One of the more interesting upcoming growth areas in Data Science is the use of Graph Databases and graph-based analytics on large, unstructured datasets.
This is a natural next step along the progression we’ve already been on: first raw MapReduce and Hadoop for large-scale data processing, then tools and frameworks (such as Streaming and Cascading), and then the addition of SQL-like layers on top such as Pig and Hive.
Why do we need Graph Databases?
Today applications and devices generate a flood of data. This high volume of data is typically incredibly dense and highly related; it does not fall neatly into pre-defined schemas. Facebook’s Open Graph and twitter’s interest graph are two obvious examples, but there are many other domains where this applies, such as Healthcare, E-commerce and sensor data.
This type of data of highly-connected entities is not easily modeled using traditional relational schemas; instead, using graph data structures makes it easy to represent connected data and to perform rapid analysis on these large datasets.
In a graph database, data is stored as nodes and relationships; both nodes and relationships have properties.
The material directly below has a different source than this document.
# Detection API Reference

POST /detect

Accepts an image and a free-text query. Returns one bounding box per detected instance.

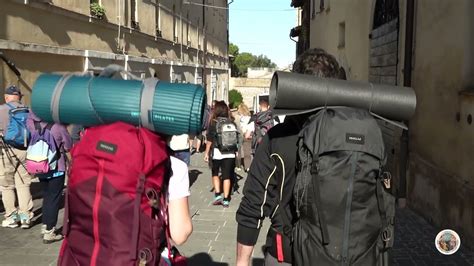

Instead of capturing relationships between entities in a join table as in a Relational Database, a Graph Database captures the relationships themselves and their properties directly within the stored data.
To quote Derrick Harris from his GigaOm article:
Graph analysis is among the hottest techniques around for making sense of large datasets, primarily by determining how tightly different data points are related or how similar they are.
Although graphs have recently become more popular because of their applicability in modeling social networks, graph analysis can be widely applied to analyze any kind of relationships.
Modeling the data as graphs allows data scientists to discover localized patterns; i.e. how are specific items related to other items. Even with large datasets, most analytics queries end up acting locally within a graph. All graphs share common patterns - simple examples include the diamond, butterfly and star patterns, however these simple patterns can be composed into arbitrarily complex patterns.
Graph Database: Neo4J
One of the exciting entries in this area is Neo4J, a Java-based open source graph database from Swedish company Neo Technology. Neo4J stores graph data directly and offers large-scale horizontal scalability using replication; in addition it offers ACID transactions and indexes similar to a traditional database. Neo4J also has a REST API and its own graph query language called Cypher.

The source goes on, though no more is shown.